Sedangkan menurut Pangeran Arya Cirebon dalam tulisannya Carita Purwaka Caruban Nagari (1720), orang pertama kali yang beragama Islam ialah Syeikh Qura atau Syeikh Hasanuddin. Syeikh Qura dapat tinggal di Karawang dan menjadi guru Islam berkat bantuan dari Ki Jumajanjati, seorang penguasa pelabuhan Muhara Djati. Ki Jumajanjati merupakan orang yang sangat tertarik dengan Islam. Ia menitipkan anaknya, Nyi Subang Larang, kepada Syeikh Qura untuk diajarkan agama Islam. Nyi Subang Larang sendiri kelak menjadi permaisuri Prabu Siliwangi, Raja Pajajaran. Nyi Subang Larang juga merupakan ibu dari Walungsungsang, salah satu penyebar Islam yang terkenal.
.
Setelah Syeikh Qura, munculah beberapa nama guru lainnya seperti: Syekh Nuruljati, Syeikh Datuk Kahfi, atau Syekh Idhopi. Mereka semua datang dari Arab.
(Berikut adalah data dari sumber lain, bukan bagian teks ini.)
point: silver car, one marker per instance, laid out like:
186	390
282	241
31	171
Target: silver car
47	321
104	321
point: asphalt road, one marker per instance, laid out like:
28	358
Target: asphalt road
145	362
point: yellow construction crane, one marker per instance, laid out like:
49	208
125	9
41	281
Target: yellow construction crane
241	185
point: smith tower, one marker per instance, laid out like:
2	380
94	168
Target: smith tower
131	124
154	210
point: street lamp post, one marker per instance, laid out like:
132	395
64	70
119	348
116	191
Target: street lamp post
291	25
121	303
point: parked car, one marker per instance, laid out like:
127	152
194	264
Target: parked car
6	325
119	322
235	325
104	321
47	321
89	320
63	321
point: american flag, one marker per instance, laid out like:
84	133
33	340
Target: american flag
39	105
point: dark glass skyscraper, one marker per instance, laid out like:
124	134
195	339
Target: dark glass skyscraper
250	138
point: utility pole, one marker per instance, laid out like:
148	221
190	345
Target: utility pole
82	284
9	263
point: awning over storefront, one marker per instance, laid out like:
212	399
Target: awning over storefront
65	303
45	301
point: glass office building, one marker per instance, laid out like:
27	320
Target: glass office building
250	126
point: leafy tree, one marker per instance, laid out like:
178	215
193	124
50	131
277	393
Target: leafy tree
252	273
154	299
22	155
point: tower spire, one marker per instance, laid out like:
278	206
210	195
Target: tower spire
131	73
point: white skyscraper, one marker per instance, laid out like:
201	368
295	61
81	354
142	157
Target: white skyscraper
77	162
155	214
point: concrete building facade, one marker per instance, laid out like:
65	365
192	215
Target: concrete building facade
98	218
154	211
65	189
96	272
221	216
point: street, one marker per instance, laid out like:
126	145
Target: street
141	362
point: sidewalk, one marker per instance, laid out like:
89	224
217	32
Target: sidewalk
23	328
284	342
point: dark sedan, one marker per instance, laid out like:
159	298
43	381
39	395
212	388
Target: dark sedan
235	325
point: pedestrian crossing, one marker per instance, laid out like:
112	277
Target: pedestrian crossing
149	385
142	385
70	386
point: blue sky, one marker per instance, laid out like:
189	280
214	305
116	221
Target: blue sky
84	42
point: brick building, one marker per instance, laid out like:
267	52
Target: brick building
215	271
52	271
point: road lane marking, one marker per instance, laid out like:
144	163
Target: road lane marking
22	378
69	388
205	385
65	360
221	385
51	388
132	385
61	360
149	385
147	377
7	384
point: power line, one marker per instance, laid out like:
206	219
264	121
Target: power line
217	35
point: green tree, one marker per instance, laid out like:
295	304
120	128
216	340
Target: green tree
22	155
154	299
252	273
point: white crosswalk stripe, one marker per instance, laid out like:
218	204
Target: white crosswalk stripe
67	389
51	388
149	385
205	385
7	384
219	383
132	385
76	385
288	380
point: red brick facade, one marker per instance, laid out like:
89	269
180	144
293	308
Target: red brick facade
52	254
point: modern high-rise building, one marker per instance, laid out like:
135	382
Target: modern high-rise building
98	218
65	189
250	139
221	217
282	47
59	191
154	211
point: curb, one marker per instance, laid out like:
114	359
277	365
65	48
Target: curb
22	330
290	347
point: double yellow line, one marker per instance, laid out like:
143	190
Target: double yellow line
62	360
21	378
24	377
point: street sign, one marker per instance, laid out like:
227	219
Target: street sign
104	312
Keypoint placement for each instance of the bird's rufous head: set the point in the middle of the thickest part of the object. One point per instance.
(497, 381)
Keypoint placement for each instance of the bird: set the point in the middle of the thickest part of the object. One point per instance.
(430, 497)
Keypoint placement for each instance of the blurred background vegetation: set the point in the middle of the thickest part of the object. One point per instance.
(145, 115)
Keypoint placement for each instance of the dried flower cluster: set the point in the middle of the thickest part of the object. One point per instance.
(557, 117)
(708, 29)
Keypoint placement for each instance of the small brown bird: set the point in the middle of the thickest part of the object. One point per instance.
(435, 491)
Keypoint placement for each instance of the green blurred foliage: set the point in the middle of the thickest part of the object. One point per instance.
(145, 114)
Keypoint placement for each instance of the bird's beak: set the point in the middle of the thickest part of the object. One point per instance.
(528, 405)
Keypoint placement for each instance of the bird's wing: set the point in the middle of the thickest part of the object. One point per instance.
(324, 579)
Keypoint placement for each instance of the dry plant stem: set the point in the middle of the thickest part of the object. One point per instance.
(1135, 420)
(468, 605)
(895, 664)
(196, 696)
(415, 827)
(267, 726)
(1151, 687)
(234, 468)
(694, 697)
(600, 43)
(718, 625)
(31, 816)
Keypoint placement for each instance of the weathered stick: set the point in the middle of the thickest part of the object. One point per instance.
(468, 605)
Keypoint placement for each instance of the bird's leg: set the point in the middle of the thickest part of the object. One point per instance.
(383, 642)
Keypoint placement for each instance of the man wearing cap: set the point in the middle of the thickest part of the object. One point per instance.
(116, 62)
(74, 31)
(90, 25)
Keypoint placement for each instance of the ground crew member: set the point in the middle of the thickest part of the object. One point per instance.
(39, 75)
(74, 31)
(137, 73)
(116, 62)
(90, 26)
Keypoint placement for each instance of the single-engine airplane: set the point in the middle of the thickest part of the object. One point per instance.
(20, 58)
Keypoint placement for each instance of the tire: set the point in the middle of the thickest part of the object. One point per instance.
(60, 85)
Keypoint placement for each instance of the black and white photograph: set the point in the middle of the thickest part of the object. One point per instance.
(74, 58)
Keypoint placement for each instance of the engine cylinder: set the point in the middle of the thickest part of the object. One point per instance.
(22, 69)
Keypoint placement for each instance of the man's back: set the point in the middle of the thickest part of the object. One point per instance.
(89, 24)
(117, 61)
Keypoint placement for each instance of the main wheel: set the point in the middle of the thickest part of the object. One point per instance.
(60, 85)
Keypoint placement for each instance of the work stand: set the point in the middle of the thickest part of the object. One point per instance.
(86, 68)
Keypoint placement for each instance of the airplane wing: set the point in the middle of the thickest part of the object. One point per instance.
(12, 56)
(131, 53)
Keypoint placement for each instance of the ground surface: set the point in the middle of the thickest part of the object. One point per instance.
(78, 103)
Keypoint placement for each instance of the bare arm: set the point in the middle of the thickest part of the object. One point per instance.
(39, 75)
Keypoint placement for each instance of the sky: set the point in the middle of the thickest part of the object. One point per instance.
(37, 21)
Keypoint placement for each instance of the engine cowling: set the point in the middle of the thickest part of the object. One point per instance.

Sedangkan orang pertama yang mengislamkan penduduk kota pelabuhan Banten ialah Syekh Rakhmat atau Sunan Ngampel (masih menurut Pangeran Arya Cirebon).
.
Pangeran Arya Cirebon juga berpendapat bahwa sebelum Syeikh Qura datang di pelabuhan Jumajanjati (sekitar Gunung Djati sekarang), ada saudagar-saudagar muslim yang berasal dari Arab, India, Pasai, Malaka, dan Palembang datang ke Jawa Barat. Jika ini benar, maka orang yang beragama Islam yang pertama kali di Jawa Barat bukanlah Syeikh Qura. Sumber yang menyangkut hal ini adalah sebagaimana adanya berita Cina bahwa ada orang Tache (sebutan untuk orang Arab) yang datang ke Kerajaan Holing atas perintah dari Ratu Si-Mo pada abad ke-7 Masehi. Orang Arab itu diidentikan beragama Islam. Berdasarkan rute perjalanannya, ada kemungkinan orang Arab tersebut singgah di Jawa, termasuk Jawa Barat. Bukti lainnya ialah dengan ditemukannya kuburan seseorang yang beragama Islam yang bernama Fatimah binti Maimun di Gresik, Jawa Timur. Fatimah meninggal pada abad ke-11. Artinya pada tahun 1000-an ada seorang muslim atau keluarga muslim yang tinggal di Jawa. Empat ratus tahun lebih awal dari kedatangan Syeikh Qura. Dan juga ditemukan sejumlah kuburan Islam lainnya di Jawa Timur. Rata-rata kematian mereka adalah pada abad ke-14.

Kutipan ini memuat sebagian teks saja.